Thank You for the good suggestion!

But i think the problem is that “investment = solph.Investement(ep_costs=epc))” does not belong to energysystem.flows(…). I have following error:

    investment=solph.Investment(ep_costs=epc))

TypeError: flows() got an unexpected keyword argument 'inputs'
_______________________________________________________
code:


import pandas as pd
from oemof import solph
from oemof.outputlib import processing
import oemof.outputlib as outputlib
import os
nodes = {}
results = {}

nodes['b_el'] = solph.Bus(label="electricity")
try:
    import matplotlib.pyplot as plt
except ImportError:
    plt = None

data_time_index = pd.date_range('1/1/2018', periods=35040, freq='0.25H')
energysystem = solph.EnergySystem(timeindex=data_time_index)

# Daten einlesen
filename = os.path.join(os.path.dirname(__file__), 'maslingstrasse41_wirt.csv')
data = pd.read_csv(filename)

# Elektrischen Bus initialisieren
bel = solph.Bus(label="electricity")
energysystem.add(bel)

# demands (electricity/heat)
energysystem.add(solph.Sink(label='last', inputs={bel: solph.Flow(
        variable_costs=0, nominal_value=1, actual_value=data['last'], fixed=True)}))
    
# Solareinspeisung
energysystem.add(solph.Source(label='pv', outputs={bel: solph.Flow(
        variable_costs=0, actual_value=data['pv'], nominal_value=1, fixed=True)}))
   
# Netzüberschuss, Einspeisung
energysystem.add(solph.Sink(label='Netzeinspeisung', inputs={bel: solph.Flow(
        variable_costs=-0.123)}))

# Knappheitsquelle, Netzbezug
energysystem.add(solph.Source(label='Netzbezug', outputs={bel: solph.Flow(
        variable_costs=0.287)}))

# Invest Definitionen
capex = 300  # investment cost
lifetime = 20  # life expectancy
wacc = 0.059  # weighted average of capital cost
epc = capex * (wacc * (1 + wacc) ** lifetime) / ((1 + wacc) ** lifetime - 1)


for x in [0.6, 0.8, 1.0]:
    scenario = 'my_scenario_{0}'.format(str(x))
    nodes['bat'] = energysystem.flows(
        inputs={nodes['b_el']: solph.Flow()},  
        outputs={nodes['b_el']: solph.Flow()},
        nominal_input_capacity_ratio=0.2*x, 
        nominal_output_capacity_ratio=0.2*x,
        capacity_loss=0.001,
        inflow_conversion_factor=0.95, 
        outflow_conversion_factor=0.95,
        investment=solph.Investment(ep_costs=epc))
    energysystem = solph.EnergySystem(timeindex=data_time_index)
    energysystem.add(*nodes.values())
    model = solph.Model(energysystem)
    model.solve(solver='cbc')
    results[scenario] = outputlib.processing.results(model)
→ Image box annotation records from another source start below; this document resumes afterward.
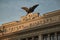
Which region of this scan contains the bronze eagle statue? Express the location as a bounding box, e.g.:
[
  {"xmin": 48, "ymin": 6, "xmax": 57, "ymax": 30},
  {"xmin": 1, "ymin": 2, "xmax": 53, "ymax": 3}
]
[{"xmin": 22, "ymin": 4, "xmax": 39, "ymax": 14}]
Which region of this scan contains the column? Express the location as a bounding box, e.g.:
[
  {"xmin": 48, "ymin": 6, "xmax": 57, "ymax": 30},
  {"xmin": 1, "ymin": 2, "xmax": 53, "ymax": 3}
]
[
  {"xmin": 39, "ymin": 35, "xmax": 43, "ymax": 40},
  {"xmin": 55, "ymin": 33, "xmax": 57, "ymax": 40},
  {"xmin": 48, "ymin": 34, "xmax": 50, "ymax": 40}
]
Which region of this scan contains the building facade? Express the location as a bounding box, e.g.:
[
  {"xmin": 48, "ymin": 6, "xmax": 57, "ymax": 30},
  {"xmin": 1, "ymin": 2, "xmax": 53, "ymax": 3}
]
[{"xmin": 0, "ymin": 10, "xmax": 60, "ymax": 40}]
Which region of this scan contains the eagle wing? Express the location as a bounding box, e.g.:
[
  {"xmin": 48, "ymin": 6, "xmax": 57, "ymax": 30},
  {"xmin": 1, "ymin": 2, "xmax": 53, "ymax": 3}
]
[
  {"xmin": 29, "ymin": 4, "xmax": 39, "ymax": 12},
  {"xmin": 22, "ymin": 7, "xmax": 29, "ymax": 12}
]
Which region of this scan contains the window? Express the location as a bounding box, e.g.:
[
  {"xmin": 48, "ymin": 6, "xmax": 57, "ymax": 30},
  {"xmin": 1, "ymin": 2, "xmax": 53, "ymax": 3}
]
[
  {"xmin": 50, "ymin": 34, "xmax": 55, "ymax": 40},
  {"xmin": 43, "ymin": 35, "xmax": 48, "ymax": 40}
]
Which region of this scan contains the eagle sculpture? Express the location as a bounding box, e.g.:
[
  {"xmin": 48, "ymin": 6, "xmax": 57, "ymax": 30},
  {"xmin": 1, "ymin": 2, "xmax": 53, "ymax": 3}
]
[{"xmin": 22, "ymin": 4, "xmax": 39, "ymax": 14}]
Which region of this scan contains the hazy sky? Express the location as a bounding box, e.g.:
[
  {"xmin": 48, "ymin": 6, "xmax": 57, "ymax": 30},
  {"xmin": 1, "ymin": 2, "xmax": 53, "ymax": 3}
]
[{"xmin": 0, "ymin": 0, "xmax": 60, "ymax": 24}]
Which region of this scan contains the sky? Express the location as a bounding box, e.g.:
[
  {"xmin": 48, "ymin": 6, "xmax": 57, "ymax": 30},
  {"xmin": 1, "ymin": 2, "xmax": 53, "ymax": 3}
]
[{"xmin": 0, "ymin": 0, "xmax": 60, "ymax": 25}]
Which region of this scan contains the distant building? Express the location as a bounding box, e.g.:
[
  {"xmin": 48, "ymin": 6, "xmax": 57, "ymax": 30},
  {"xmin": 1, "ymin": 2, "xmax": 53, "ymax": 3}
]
[{"xmin": 0, "ymin": 10, "xmax": 60, "ymax": 40}]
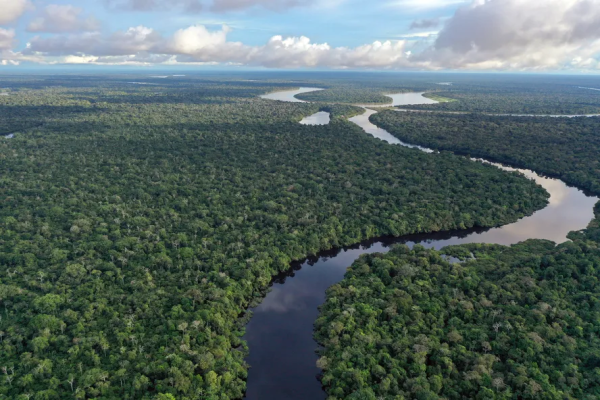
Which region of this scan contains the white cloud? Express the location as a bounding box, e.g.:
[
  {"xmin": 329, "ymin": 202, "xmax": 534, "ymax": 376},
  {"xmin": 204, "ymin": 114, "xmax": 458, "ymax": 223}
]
[
  {"xmin": 24, "ymin": 25, "xmax": 418, "ymax": 68},
  {"xmin": 0, "ymin": 28, "xmax": 15, "ymax": 51},
  {"xmin": 418, "ymin": 0, "xmax": 600, "ymax": 70},
  {"xmin": 0, "ymin": 0, "xmax": 29, "ymax": 24},
  {"xmin": 7, "ymin": 0, "xmax": 600, "ymax": 70},
  {"xmin": 27, "ymin": 4, "xmax": 100, "ymax": 33},
  {"xmin": 104, "ymin": 0, "xmax": 203, "ymax": 13}
]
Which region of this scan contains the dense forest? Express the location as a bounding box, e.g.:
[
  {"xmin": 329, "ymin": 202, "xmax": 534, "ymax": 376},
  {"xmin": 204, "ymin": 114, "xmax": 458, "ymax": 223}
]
[
  {"xmin": 316, "ymin": 203, "xmax": 600, "ymax": 400},
  {"xmin": 0, "ymin": 76, "xmax": 548, "ymax": 400},
  {"xmin": 394, "ymin": 83, "xmax": 600, "ymax": 115},
  {"xmin": 371, "ymin": 110, "xmax": 600, "ymax": 194}
]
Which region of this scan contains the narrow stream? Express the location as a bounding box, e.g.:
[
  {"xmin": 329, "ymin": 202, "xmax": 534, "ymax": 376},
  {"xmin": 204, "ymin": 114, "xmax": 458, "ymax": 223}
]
[{"xmin": 245, "ymin": 88, "xmax": 598, "ymax": 400}]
# Use pickle to store the results of all scenarios.
pickle.dump(results, open('my_filename.pkl', 'wb'))

#8

This was a copy/paste error. I copied the wrong storage from your example. It has to be the normal initialisation of the storage. I edited the post above to avoid confusion.


#9

Does it work now? If it does you could mark this topic as solved.


#10

I modified the code. There is now a loop, which repeat most of the code.
Thank You for the help!


#11

I can’t mark it, I did not found where to do it…


#12

It should be a possibility to mark one answer as solution but this can only be done by you.


#13

I am only able to: like, share, flag, bookmark, reply…


#14

Okay, now I understand. You first have to change the category from “Modelling” to “Q&A”, then you can mark the issue as solved. Modelling is a discussion category while Q&A is for concrete questions/problems.